As gingerly as if a tarantula inhabited Raymond Blogden’s pocket, Lucy inserted her fingers and came up with a pearl-handled knife that was disconcertingly heavy. ‘We’ll take that,’ Troy said cheerfully. ‘And since I’m rather fussy about those with whom I associate, Mr Blogden, I think I’ll keep my name to myself.’

‘She’s nothing but a hooker,’ Raymond Blogden spat. ‘She dresses it up with fancy words, but that’s all she is.’

‘Shut up,’ Troy said, very softly, ‘or I’ll have your hide for a car seat… Ready, Lucy?’

She was more than ready. She opened the door and heard Troy say, in a voice all the more effective for its lack of emphasis, ‘If I ever see you within fifty feet of Miss Barnes again, I’ll wipe the floor with that pretty white suit of yours… Goodbye, Mr Blogden.’

The sunlight almost blinded Lucy. Troy gunned the motor and surged down the driveway. He was whistling between his teeth and looked extremely pleased with himself. ‘You enjoyed that,’ Lucy said shakily.

‘Damn right I did.’ With casual skill he took the first of the turns. ‘What in heaven’s name made you think you could work for a man like that?’

‘I never met him,’ she said defensively. ‘The interview was in Toronto, with his personnel adviser.’

‘And what do you do that led him to call you a prostitute?’

‘I’m a massage therapist,’ she said. ‘There are certain people who seem to think that massage has everything to do with sex and nothing to do with healing—I get so tired of all the innuendoes and off-color jokes.’

‘It’s a very useful profession,’ Troy said mildly.

She shot him a suspicious glance. ‘Do you really mean that?’

‘Kindly don’t equate me with the likes of that creep up in the villa!’

Only wanting to change the subject, Lucy looked distastefully at the knife in her lap. ‘What am I going to do with this?’

‘Keep it. In case you’re ever silly enough to work for someone like him again. Naivete doesn’t pay in any job, but particularly not in yours, I would have thought.’

Troy had spoken with a casual contempt that cut Lucy to the quick. I won’t cry, she thought, I won’t. If I didn’t cry when it happened, why would I cry now?
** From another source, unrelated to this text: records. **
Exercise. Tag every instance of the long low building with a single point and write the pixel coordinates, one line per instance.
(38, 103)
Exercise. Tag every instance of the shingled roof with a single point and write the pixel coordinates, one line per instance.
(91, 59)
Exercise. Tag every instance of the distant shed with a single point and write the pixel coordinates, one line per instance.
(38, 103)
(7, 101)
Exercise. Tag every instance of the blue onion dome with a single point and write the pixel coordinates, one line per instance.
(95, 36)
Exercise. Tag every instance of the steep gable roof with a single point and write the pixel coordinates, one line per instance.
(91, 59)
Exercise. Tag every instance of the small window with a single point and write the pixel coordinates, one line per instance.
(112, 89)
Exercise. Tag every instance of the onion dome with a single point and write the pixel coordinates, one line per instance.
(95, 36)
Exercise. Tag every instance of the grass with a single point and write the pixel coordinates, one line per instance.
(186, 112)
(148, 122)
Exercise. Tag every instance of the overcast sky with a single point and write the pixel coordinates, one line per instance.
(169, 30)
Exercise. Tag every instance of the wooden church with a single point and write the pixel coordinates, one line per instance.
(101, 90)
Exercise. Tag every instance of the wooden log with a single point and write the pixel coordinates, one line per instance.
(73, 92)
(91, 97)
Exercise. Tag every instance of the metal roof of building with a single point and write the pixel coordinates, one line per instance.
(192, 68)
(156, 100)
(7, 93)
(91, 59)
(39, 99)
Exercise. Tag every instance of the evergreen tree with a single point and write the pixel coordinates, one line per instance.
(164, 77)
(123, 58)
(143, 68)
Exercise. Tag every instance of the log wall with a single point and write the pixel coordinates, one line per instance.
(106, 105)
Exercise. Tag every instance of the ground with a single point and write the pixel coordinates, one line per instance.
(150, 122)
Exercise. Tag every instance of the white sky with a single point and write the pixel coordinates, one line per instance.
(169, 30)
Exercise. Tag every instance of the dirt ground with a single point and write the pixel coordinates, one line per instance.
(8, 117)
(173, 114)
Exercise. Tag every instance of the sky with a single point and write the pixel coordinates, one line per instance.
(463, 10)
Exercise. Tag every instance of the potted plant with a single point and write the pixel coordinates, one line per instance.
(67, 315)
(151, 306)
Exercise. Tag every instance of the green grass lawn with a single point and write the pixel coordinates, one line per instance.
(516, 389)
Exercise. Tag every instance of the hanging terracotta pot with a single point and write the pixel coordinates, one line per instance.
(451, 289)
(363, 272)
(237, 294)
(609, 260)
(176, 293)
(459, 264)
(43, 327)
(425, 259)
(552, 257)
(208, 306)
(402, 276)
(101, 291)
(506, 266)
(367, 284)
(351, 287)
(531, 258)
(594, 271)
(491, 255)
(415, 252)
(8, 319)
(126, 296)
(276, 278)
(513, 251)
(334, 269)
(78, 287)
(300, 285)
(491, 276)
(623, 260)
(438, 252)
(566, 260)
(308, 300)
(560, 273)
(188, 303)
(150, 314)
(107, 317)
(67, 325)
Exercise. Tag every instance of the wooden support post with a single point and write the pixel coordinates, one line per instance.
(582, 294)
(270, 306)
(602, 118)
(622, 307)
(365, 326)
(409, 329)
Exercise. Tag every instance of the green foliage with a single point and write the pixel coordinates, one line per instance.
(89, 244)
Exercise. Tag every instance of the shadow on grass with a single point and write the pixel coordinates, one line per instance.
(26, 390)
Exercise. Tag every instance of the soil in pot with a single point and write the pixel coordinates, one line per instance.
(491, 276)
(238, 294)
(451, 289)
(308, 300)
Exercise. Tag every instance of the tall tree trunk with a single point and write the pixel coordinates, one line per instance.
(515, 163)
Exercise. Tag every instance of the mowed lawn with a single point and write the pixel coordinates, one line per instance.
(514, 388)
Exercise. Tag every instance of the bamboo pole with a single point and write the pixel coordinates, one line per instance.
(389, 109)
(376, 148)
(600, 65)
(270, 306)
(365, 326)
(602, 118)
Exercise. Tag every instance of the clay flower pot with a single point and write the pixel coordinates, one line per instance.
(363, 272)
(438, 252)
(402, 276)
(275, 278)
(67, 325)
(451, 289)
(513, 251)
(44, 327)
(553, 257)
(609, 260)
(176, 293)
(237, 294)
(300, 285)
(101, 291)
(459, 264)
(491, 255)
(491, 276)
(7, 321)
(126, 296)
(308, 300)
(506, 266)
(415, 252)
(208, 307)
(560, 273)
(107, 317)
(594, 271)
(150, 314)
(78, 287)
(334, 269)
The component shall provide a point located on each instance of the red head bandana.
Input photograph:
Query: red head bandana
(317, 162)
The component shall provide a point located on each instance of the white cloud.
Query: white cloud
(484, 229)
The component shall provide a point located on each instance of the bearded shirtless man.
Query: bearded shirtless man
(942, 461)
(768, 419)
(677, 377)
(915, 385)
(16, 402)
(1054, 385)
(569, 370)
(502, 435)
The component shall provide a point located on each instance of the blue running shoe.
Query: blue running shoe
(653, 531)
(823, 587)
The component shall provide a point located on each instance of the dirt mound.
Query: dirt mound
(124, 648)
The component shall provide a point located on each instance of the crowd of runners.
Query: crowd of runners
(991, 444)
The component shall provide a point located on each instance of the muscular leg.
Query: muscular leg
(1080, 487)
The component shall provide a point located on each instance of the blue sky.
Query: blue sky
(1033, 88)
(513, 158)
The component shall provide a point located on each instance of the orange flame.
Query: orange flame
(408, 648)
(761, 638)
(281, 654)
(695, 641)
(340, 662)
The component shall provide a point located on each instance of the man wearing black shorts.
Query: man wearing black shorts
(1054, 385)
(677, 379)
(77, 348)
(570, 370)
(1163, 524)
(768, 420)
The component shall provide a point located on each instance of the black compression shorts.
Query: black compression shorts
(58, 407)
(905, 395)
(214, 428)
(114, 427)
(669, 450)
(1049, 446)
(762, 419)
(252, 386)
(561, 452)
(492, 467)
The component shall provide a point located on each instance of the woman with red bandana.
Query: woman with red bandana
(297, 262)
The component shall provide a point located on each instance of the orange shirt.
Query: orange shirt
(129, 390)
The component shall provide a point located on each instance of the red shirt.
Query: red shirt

But the hibiscus blooms that bordered the driveway were running together in big red blobs, as red as Raymond Blogden’s face. She stared fiercely out of the side window of the Jeep and felt Troy slow to a halt as they reached the highway. Then his hand touched her bare elbow. ‘Don’t!’ she muttered, and yanked it away.

‘Look at me, Lucy.’

‘No!’

‘Lucy…’ His fingers closed on her shoulder.